The movie list was meant to show that there are a lot of ways to frame difficult choices. War, Greed, Honor, Insanity, Empathy (and so on). Each of those movies provides "an anatomy of a difficult choice". How to adapt any of those stories into game form is the heart of the question. It may make for a useful exercise. I doubt such a thing as an anatomy of difficult choices can be drawn.

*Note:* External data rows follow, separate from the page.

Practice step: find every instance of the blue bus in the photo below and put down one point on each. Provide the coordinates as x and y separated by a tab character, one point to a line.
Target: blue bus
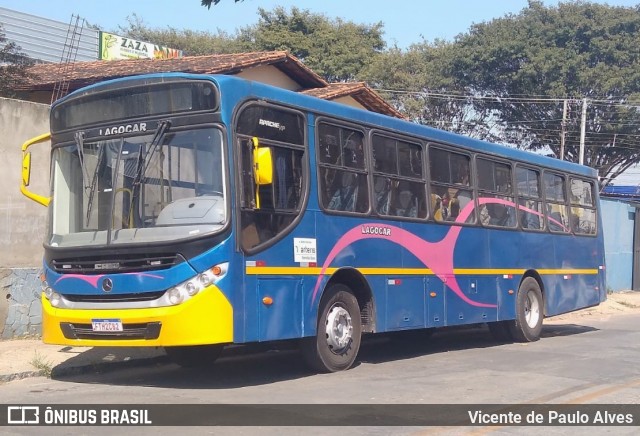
193	212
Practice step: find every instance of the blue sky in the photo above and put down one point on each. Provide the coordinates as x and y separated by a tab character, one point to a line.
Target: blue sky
405	21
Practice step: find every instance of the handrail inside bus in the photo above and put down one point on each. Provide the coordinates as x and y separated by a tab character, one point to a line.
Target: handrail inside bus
26	170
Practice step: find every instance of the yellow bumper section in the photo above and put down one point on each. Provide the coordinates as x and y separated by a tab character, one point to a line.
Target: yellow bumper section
206	318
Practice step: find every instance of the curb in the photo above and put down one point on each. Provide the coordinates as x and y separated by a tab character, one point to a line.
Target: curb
60	370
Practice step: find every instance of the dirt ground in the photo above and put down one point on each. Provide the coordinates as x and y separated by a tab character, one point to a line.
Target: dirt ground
617	303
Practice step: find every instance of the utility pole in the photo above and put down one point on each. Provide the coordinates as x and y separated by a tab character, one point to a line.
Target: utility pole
583	130
564	128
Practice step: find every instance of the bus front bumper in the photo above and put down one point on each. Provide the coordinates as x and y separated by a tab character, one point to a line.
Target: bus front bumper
206	318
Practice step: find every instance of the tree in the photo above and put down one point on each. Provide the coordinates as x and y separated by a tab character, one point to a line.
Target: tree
572	51
13	65
208	3
191	42
335	49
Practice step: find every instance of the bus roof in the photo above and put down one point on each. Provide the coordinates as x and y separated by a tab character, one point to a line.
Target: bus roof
328	108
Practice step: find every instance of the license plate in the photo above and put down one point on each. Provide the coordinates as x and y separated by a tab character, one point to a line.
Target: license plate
106	325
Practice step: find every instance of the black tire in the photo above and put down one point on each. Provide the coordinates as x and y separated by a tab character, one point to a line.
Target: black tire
529	312
501	331
327	352
194	356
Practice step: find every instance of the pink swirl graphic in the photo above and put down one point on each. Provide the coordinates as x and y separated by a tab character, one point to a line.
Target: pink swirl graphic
437	256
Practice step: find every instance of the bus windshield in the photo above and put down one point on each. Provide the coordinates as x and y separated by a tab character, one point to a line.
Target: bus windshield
138	189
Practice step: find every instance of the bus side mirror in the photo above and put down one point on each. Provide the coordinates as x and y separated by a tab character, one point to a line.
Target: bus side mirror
26	170
262	167
262	164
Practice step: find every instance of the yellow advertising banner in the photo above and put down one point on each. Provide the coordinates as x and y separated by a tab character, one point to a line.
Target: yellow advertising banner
119	47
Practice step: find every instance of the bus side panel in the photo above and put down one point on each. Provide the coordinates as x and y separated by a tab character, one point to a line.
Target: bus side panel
571	291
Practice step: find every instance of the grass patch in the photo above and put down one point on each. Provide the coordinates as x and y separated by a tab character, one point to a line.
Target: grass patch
41	364
629	305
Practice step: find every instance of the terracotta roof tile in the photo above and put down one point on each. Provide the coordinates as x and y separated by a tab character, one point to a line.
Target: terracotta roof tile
83	73
360	92
43	77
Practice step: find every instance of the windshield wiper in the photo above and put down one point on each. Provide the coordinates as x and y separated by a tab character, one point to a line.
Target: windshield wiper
153	145
94	180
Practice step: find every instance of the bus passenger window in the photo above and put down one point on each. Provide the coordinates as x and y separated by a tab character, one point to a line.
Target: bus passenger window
530	211
450	193
583	212
382	193
346	194
557	215
342	175
495	190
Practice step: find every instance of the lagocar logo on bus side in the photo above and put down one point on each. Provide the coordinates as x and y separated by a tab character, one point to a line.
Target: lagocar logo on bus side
125	128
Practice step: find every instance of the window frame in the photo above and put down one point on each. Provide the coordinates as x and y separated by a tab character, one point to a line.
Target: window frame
324	166
548	202
539	199
471	186
593	206
297	213
396	176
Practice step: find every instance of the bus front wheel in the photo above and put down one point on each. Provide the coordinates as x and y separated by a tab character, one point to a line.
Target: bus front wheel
194	356
529	312
339	329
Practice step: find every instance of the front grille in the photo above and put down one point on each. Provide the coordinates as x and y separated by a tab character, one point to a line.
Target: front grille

In regard to Batty, I think one question would be whether it was meaningless death that lead him to rebel, or if those deaths weren't meaningless at all. That is, for Batty they carried profound meaning as tragic losses that compelled his rebellion, even if only as negative examples, ie. he didn't want to meet that same fate. The raises the question of whether his rebellion was about survival or if it was about something more. The movie plays it as survival, but unfolds it as something more and takes that to the merciful conclusion.
The common spin taken with a character like Batty is that he doesn't know he's a machine. Part of the genious of Blade Runner is how it plays with that trope. Deckard also has difficult choices to make, whether to turn in his new girlfriend or not. I'm thinking of the original release not the director's cut. And then there is the question of Deckard's humanity, which in turn recasts Batty's choice in a new light.
As for the "noir choice", I think it might be more popular than expected. Perhaps the box office for "Sin City" will show that.